The current set up has all the services needed for all the 5 nodes plus an additional cli service to kick start the script.sh file placed inside the single docker compose file. Now as we have split up the services in individual nodes, we make sure that each docker-compose-cli file in every node has only the services needed for that machine. For instance, the orderer machine will have

 container_name: hyper0.local
   - GODEBUG=netdns=go
   file: base/docker-compose-base.yaml
   service: hyper0.local
 Dns: <dns IP needed> 
   - byfn

And not the other nodes’ services. Similarly, do this for other peer nodes too.

Note the additional line we have included in environment, GODEBUG=netdns=go which forces go programs to use the pure Go resolver, because the cgo resolver wasn’t playing well with the dnsmasq based dns server we were using.

Apart from this, the cli service must be added separately in all the 5 nodes since that is the actual service which kickstarts the network in each node.

The base service definitions lies in base/docker-compose-base.yaml. Here we just need to rename the service and container names to match our node host names. For instance, rename orderer.example.com to hyper0.local, rename peer0.org1.example.com to hyper1.local etc. A simple text search and replace should work.

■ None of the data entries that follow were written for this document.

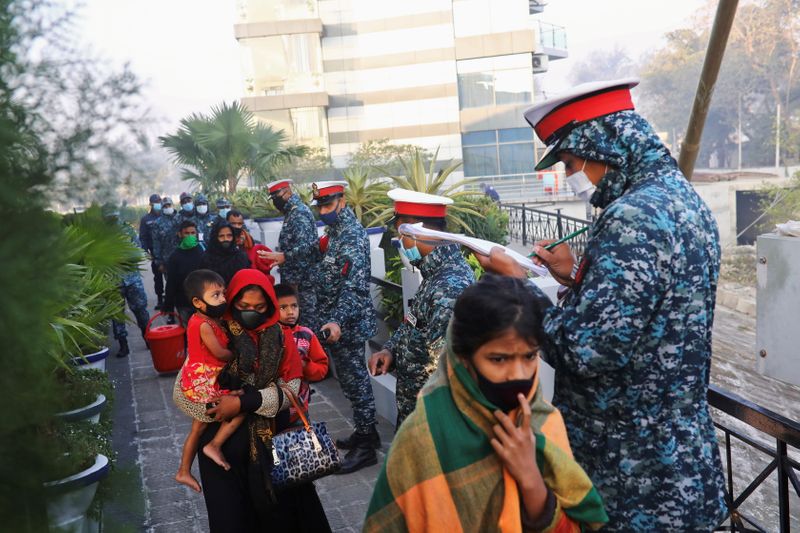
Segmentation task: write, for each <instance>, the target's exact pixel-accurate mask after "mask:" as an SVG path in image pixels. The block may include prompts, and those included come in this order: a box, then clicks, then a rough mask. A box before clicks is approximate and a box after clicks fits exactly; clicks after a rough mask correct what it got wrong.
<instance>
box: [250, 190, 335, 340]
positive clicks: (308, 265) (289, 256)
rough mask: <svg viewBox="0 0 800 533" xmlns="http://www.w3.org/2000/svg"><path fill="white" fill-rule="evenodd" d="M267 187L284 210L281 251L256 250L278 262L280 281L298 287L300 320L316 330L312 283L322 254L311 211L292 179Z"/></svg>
mask: <svg viewBox="0 0 800 533" xmlns="http://www.w3.org/2000/svg"><path fill="white" fill-rule="evenodd" d="M267 187H268V188H269V196H270V199H271V200H272V203H273V205H275V209H277V210H278V211H280V212H281V213H283V216H284V219H283V225H282V226H281V233H280V235H279V236H278V246H279V247H280V252H259V255H260V256H261V257H263V258H265V259H268V260H270V261H275V263H277V264H278V265H279V266H280V274H281V283H288V284H289V285H292V286H293V287H294V288H295V290H297V296H298V298H297V299H298V304H299V305H300V319H299V321H298V322H299V324H300V325H302V326H306V327H307V328H310V329H311V330H312V331H318V330H319V326H320V323H319V320H318V318H317V290H316V286H315V284H316V272H317V264H318V263H319V261H320V257H321V254H320V249H319V238H318V237H317V226H316V223H315V221H314V215H313V214H312V213H311V209H309V208H308V206H307V205H306V204H304V203H303V200H302V199H301V198H300V195H299V194H297V193H295V192H294V191H293V190H292V180H289V179H286V180H279V181H273V182H272V183H270V184H269V185H268V186H267Z"/></svg>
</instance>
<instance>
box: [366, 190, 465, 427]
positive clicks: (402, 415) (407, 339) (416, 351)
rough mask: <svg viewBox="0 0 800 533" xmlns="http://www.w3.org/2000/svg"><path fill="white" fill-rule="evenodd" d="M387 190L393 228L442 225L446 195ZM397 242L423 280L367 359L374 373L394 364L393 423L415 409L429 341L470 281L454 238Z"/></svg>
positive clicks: (402, 241) (422, 279)
mask: <svg viewBox="0 0 800 533" xmlns="http://www.w3.org/2000/svg"><path fill="white" fill-rule="evenodd" d="M388 194H389V198H391V199H392V200H394V213H395V216H394V220H393V222H394V226H395V228H399V227H400V224H416V223H422V225H423V226H424V227H426V228H429V229H434V230H439V231H444V230H445V229H446V222H445V217H446V216H447V206H448V205H449V204H452V203H453V200H451V199H450V198H446V197H444V196H435V195H432V194H425V193H420V192H414V191H407V190H404V189H392V190H391V191H389V193H388ZM400 242H401V243H402V246H401V253H403V254H404V255H405V256H406V257H407V258H408V259H409V261H410V262H411V264H412V265H413V266H414V267H415V268H418V269H419V271H420V273H421V274H422V283H421V284H420V286H419V289H418V290H417V293H416V294H415V295H414V299H413V301H412V302H411V305H410V307H409V310H408V313H407V314H406V316H405V318H404V320H403V323H402V324H401V325H400V327H399V328H397V330H395V332H394V333H393V334H392V337H391V338H390V339H389V340H388V341H387V342H386V344H384V345H383V349H382V350H381V351H379V352H375V353H374V354H372V357H370V360H369V370H370V372H371V373H372V374H373V375H379V374H385V373H387V372H389V371H390V370H391V368H392V366H393V365H394V367H396V369H397V372H396V373H395V376H396V377H397V387H396V389H395V393H396V394H395V399H396V401H397V426H396V427H397V428H399V427H400V424H401V423H402V422H403V420H405V419H406V417H407V416H408V415H410V414H411V411H413V410H414V406H415V404H416V401H417V394H418V393H419V391H420V389H421V388H422V386H423V385H424V384H425V382H426V381H428V377H430V375H431V373H433V371H434V370H436V361H437V354H436V350H435V348H434V347H435V346H436V344H437V341H439V340H440V339H442V338H443V337H444V335H445V333H446V332H447V324H448V322H449V321H450V316H451V315H452V314H453V305H455V301H456V298H458V296H459V295H460V294H461V292H462V291H463V290H464V289H466V288H467V287H469V286H470V285H471V284H472V283H473V282H474V281H475V276H474V274H473V272H472V269H471V268H470V267H469V265H468V264H467V262H466V260H465V259H464V256H463V255H462V254H461V250H460V249H459V246H458V245H457V244H444V245H441V244H440V245H438V246H435V243H434V242H426V241H418V240H414V239H412V238H410V237H401V238H400Z"/></svg>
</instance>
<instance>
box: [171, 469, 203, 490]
mask: <svg viewBox="0 0 800 533" xmlns="http://www.w3.org/2000/svg"><path fill="white" fill-rule="evenodd" d="M175 481H177V482H178V483H180V484H182V485H186V486H187V487H189V488H190V489H192V490H193V491H195V492H201V490H202V489H201V488H200V483H198V482H197V480H196V479H195V478H194V476H193V475H192V473H191V472H188V471H187V472H184V471H183V470H178V473H177V474H175Z"/></svg>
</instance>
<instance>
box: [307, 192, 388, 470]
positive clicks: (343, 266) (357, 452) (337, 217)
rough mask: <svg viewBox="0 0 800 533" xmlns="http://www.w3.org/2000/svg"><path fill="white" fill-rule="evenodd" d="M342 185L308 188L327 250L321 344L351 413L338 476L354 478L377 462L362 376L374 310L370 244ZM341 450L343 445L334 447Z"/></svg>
mask: <svg viewBox="0 0 800 533" xmlns="http://www.w3.org/2000/svg"><path fill="white" fill-rule="evenodd" d="M345 186H346V182H344V181H323V182H317V183H314V184H312V186H311V190H312V192H313V194H314V202H313V203H314V205H316V206H317V209H318V210H319V215H320V219H321V220H322V221H323V222H324V223H325V224H326V225H327V226H328V228H327V231H328V247H327V249H326V251H325V254H324V255H323V256H322V261H320V263H319V273H318V275H317V290H318V292H317V312H318V313H319V318H320V320H321V322H322V323H323V325H322V327H321V328H320V329H321V333H322V336H321V338H320V340H324V339H325V338H326V337H327V340H326V341H325V342H327V344H328V346H329V348H330V353H331V356H332V357H333V363H334V365H335V366H336V374H337V376H338V377H339V384H340V386H341V387H342V392H344V395H345V396H346V397H347V399H348V400H350V405H351V406H352V407H353V422H354V425H355V432H354V433H353V434H352V435H351V436H350V437H349V438H348V439H345V443H344V444H346V445H344V446H342V448H345V449H347V448H349V450H350V451H348V452H347V454H346V455H345V457H344V459H343V460H342V469H341V470H340V473H342V474H347V473H350V472H355V471H356V470H359V469H360V468H364V467H365V466H369V465H374V464H376V463H377V462H378V458H377V455H376V453H375V448H376V447H380V437H379V436H378V431H377V429H376V428H375V398H374V396H373V394H372V384H371V382H370V378H369V375H368V374H367V364H366V357H365V348H366V346H365V343H366V341H367V340H368V339H370V338H371V337H372V336H374V335H375V332H376V326H377V324H376V317H375V308H374V307H373V306H372V298H371V297H370V293H369V277H370V253H369V239H368V238H367V232H366V230H364V227H363V226H362V225H361V223H360V222H359V221H358V219H357V218H356V215H355V213H353V210H352V209H350V208H349V207H347V205H346V202H345V199H344V188H345ZM338 444H340V445H341V444H342V442H341V441H340V442H338Z"/></svg>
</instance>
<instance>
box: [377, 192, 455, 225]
mask: <svg viewBox="0 0 800 533" xmlns="http://www.w3.org/2000/svg"><path fill="white" fill-rule="evenodd" d="M386 194H387V195H388V196H389V198H391V199H392V200H394V213H395V215H397V216H403V215H405V216H409V217H415V218H444V217H446V216H447V206H448V205H450V204H452V203H453V200H452V199H451V198H447V197H446V196H436V195H435V194H426V193H424V192H416V191H409V190H406V189H392V190H391V191H389V192H388V193H386Z"/></svg>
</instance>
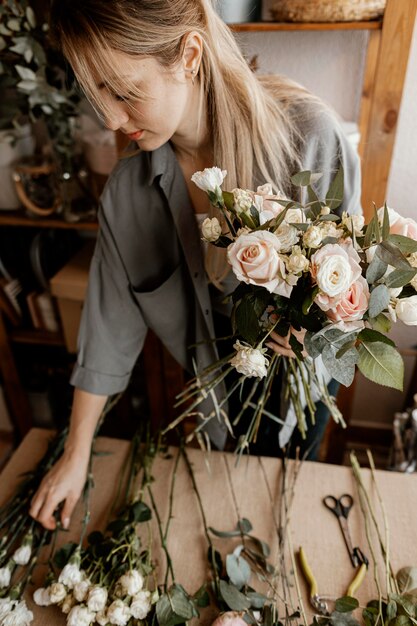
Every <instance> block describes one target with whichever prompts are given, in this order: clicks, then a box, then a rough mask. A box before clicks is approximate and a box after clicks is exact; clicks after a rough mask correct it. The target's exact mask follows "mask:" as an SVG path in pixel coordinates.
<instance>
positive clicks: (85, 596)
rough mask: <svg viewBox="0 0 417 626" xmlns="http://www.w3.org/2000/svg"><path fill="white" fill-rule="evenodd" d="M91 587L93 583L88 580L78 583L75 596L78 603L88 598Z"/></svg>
mask: <svg viewBox="0 0 417 626" xmlns="http://www.w3.org/2000/svg"><path fill="white" fill-rule="evenodd" d="M90 586H91V582H90V581H89V580H88V579H86V580H82V581H81V582H79V583H76V584H75V585H74V591H73V594H74V598H75V599H76V600H77V602H84V600H85V599H86V597H87V594H88V591H89V589H90Z"/></svg>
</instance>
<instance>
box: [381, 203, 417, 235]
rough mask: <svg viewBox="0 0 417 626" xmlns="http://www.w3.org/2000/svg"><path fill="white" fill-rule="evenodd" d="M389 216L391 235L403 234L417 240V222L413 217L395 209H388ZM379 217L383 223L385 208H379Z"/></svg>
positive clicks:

Setting up the script files:

Now comes the final file which does the actual job for us. Navigate to scripts/script.sh, this file will be present in all the VMs but not all the functions are going to be used in all the machines. For instance, createChannel function is purposeful only in hyper0.local (orderer). And chain code query for now is purposeful in all the nodes except orderer. But to keep things simple, we are not caring about code duplication for now. To make sure the correct environment variables are exported, just do a simple text search and replace like we did earlier in docker-compose-base.yaml

Now, our next step is to make sure the script.sh in each VM does what the machine is intended for. This is done by simply commenting out the function calls that are not needed. For example, in hyper0.local, comment out all the function calls except createChannel, joinChannel and updateAnchorPeers. Similarly in other machines, comment out only these three function calls and keep the others. Now our entire set up is ready to be tested.

Starting up the network:

Before the orderer machine bootstraps the network, we need to make sure that the other peer machines are listening on the network in the intended ports.

From the orderer machine, call ./byfn.sh -m up to create channel and issue join command to other peer nodes, once that is done, we can directly call docker-compose-cli.yml file in other peers to test chaincode installation, instantiation and querying.